In short, all of it was very un-McGregor.

His primary strength to this point in his career had been doing media, after all. McGregor may not get paid to promote, but the promotional aspect of his game is largely what set him apart from other fighters.

He made his bones in the UFC as a master of trash talk. Without his knack for capitalizing on press opportunities, his march to stardom and to the 145-pound title probably would’ve taken twice as long as it did.

So, while there was a lot to agree with in McGregor’s statement, there was a lot to be disappointed about, too.

Meanwhile, the UFC fared even worse in the court of public opinion.

The world’s largest MMA company has a well-established reputation for overreacting and overreaching, and it responded to McGregor’s gripes in what can only be described as classic UFC fashion.

Instead of trying to work things out, it pulled its biggest star from its biggest card of the year over an argument that occurred months before the July 9 event.

It was the worst thing the UFC could have done, so of course that’s what the UFC did.

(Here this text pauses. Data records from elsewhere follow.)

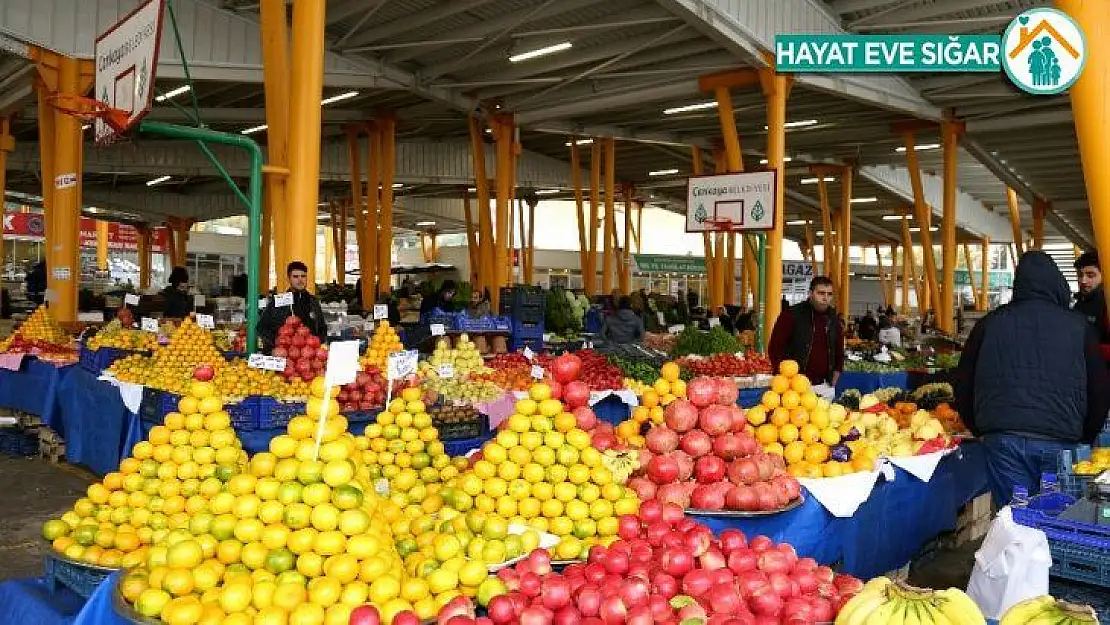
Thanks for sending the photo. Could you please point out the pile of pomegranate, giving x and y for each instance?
(304, 356)
(705, 456)
(666, 568)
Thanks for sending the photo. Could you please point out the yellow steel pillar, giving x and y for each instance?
(503, 133)
(372, 272)
(101, 244)
(950, 137)
(776, 88)
(275, 76)
(304, 117)
(595, 208)
(1088, 104)
(844, 239)
(1040, 209)
(386, 124)
(924, 221)
(985, 272)
(7, 144)
(609, 229)
(1011, 201)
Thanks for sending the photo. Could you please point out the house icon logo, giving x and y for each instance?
(1043, 51)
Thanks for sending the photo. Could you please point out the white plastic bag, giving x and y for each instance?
(1010, 566)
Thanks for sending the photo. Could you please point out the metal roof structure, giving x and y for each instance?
(625, 62)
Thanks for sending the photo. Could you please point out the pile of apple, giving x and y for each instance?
(705, 457)
(666, 568)
(304, 356)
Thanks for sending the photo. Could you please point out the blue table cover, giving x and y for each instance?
(868, 382)
(33, 389)
(94, 420)
(889, 527)
(30, 601)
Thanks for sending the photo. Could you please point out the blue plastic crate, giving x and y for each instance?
(81, 578)
(94, 361)
(1080, 551)
(19, 442)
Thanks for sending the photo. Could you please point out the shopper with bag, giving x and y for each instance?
(1031, 381)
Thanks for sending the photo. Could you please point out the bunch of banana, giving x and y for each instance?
(883, 602)
(1045, 610)
(621, 464)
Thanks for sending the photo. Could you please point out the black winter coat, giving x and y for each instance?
(1032, 366)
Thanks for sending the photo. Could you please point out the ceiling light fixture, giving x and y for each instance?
(919, 148)
(689, 108)
(540, 52)
(341, 97)
(173, 93)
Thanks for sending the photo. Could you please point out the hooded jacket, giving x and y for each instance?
(623, 326)
(1032, 368)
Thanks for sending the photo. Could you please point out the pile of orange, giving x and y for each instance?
(383, 343)
(790, 422)
(163, 485)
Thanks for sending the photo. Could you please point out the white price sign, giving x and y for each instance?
(264, 362)
(401, 364)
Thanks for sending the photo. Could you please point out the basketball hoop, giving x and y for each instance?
(89, 109)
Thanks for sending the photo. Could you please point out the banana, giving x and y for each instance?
(1025, 612)
(958, 607)
(860, 606)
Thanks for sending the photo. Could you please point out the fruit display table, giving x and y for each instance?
(33, 389)
(899, 517)
(868, 382)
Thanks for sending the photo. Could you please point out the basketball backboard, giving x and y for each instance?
(730, 202)
(127, 63)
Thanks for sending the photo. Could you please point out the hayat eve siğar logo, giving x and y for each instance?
(1043, 51)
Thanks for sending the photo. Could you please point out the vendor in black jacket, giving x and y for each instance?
(1030, 380)
(304, 306)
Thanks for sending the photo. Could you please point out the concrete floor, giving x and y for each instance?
(32, 492)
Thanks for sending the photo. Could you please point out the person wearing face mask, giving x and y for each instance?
(1091, 301)
(810, 334)
(304, 306)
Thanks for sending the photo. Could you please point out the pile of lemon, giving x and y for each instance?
(298, 537)
(164, 485)
(403, 449)
(541, 471)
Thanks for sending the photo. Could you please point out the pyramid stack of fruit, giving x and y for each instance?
(171, 366)
(165, 484)
(383, 343)
(40, 335)
(298, 538)
(815, 440)
(542, 471)
(704, 456)
(115, 336)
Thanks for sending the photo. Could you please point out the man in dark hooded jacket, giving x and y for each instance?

“You have to be here to promote your fight…,” UFC President Dana White told Fox Sports radio’s Colin Cowherd on Tuesday. “We’re spending $10 million in promotion for UFC 200, and all that money is in motion. You can’t do this. I don’t care who you are, or how big you are. You can’t do this.”

The UFC could’ve had McGregor fulfill his press obligations via satellite or on the phone. It could’ve rescheduled his photo shoots and commercial appearances. Instead, TMZ.com's Thursday report (via Dave Doyle of MMAfighting.com) contended the company has pulled the plug on putting together his rematch with Diaz altogether.

Late in the day, ESPN.com's Brett Okamoto reported the two sides might be getting closer to an agreement to get McGregor back on the fight card, but the announcement of a deal didn't seem imminent:

If McGregor doesn't fight Diaz as scheduled it will make the organization look as heavy-handed and reactionary as ever. White and the UFC are still trying to rule with an iron fist, it will seem, when they should be moving in the opposite direction.

So, what really happens next?

Nobody knows.

Conventional wisdom says McGregor and the UFC will eventually get in the same room and hash out their differences. There is simply too much money to be made for them to do anything else.

With each passing day, however, it becomes less and less likely McGregor will end up appearing at UFC 200.

And that’s not a good look for anybody.